今や世界中の国々がグローバル化の波にさらされ、それに伴い我が国の教育界も大きな変革期に直面しています。2020年度より始まる大学入試改革の話題は、今や教育界や受験業界のみならず、幼児から中学生までのお子様をお持ちの保護者の方にとっても、大きな関心事ではないでしょうか。同時に、どんな入試改革になるのか、小中高の学びはどう変わるのかと不安を抱いている方もいらっしゃると思います。先の見えない不安な時代に、中学校・高等学校として何ができるのか。そのひとつの回答として、本校は「21世紀型教育」と名付けたメソッドをつくり、教育改革に着手いたしました。 「21世紀型教育」は、 1)英語教育(イマージョン教育) 2)アクティブラーニング型授業 3)ICTを活用した多角的な教育 の3本柱を軸にした教育を実施していきます。

まず「英語教育(イマージョン教育)」ですが、本学院はカトリック校ですから、世界の約30カ国にネットワークがあり、留学生を受け入れたり、各地の修道会の方々をお招きするなど、ネイティブな英語に自然に触れることができる環境があります。授業以外にもネイティブの教諭と一緒にランチをしたり、もちろん日本人の英語教員たちも部活を通じて「ここは英語で話そう」などと、カリキュラム以外で楽しく英会話をしたり。つまり、英語の授業の中だけで「教える」のではなく、「英語とおつきあいする」という考え方こそが重要であり、その環境づくりを積極的に行っています。教科も同様の考え方で、英語・数学・理科の授業を英語イマージョンで実施し、自然な英語運用能力を育みます。日々のすべてのコミュニケーションの中で英語が通じる喜びや楽しさを与えることが、イマージョン教育の真髄だと考えています。

次の、「アクティブラーニング型授業」ですが、自分で問題を見つけて解決する、オリジナリティやクリエイティビティを発揮できる環境をつくります。従来の一方通行型の講義で知識を詰め込むのではなく、新たなアイデアを創造する「知恵と実行力」を身につける教育を行い、生徒同士が議論し合い、自ら考えてワクワクと目を輝かしながら学ぶことに没頭できる授業を目指します。

また、「ICTを活用した多角的な教育」については、最新のIT機器の活用により、生徒一人一人の個性に応じた授業展開を可能にします。今後は試験もコンピューターベースになっていき、テクノロジーが社会を、未来を変えていきます。先を見据え、ICT時代にうまく適応した教育が必要なのです。

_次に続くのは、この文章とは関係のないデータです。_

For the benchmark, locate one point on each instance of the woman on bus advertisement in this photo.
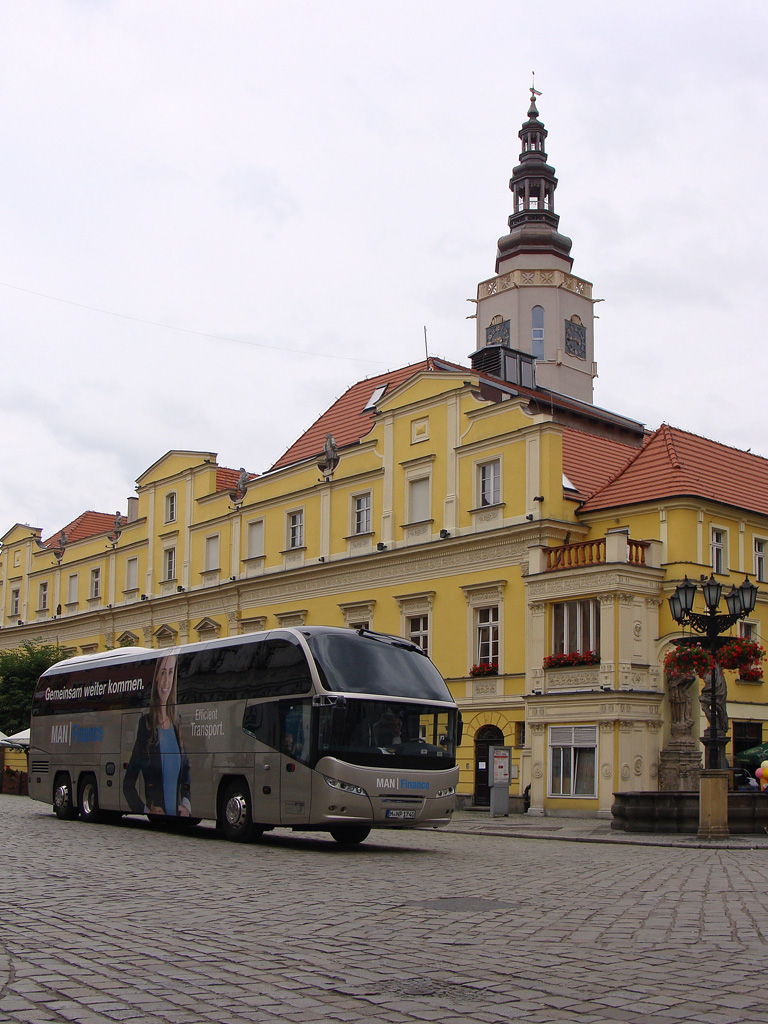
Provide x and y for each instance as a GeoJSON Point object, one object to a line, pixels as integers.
{"type": "Point", "coordinates": [159, 753]}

ほんの先の未来、つまり10年後、20年後には、経済・社会のグローバル化が急速に進み、海外に行かなくても街や職場で異文化の人々とのコミュニケーションを要求される社会となり、さらには人工知能の発達により、創造性を必要としない仕事はすべてテクノロジーに代行される時代になるとも言われています。生徒達にも自動運転車の話や、工場のベルトコンベアーでの組み立て作業も人から人工知能のロボットへと代替されるなど、具体的な世の中の出来事を通して世界が変わっていくことを日頃の教育の中で示唆するなど、英語イマージョン教育・アクティブラーニング・ICT教育の必要性を伝えています。

このように、これまでの教育方針では通用しない時代に入ることを鑑みると、これからは、創造力、コミュニケーション能力、プレゼンテーション能力が欠かせません。その上で「21世紀型教育」が人材育成の肝となると確信しています。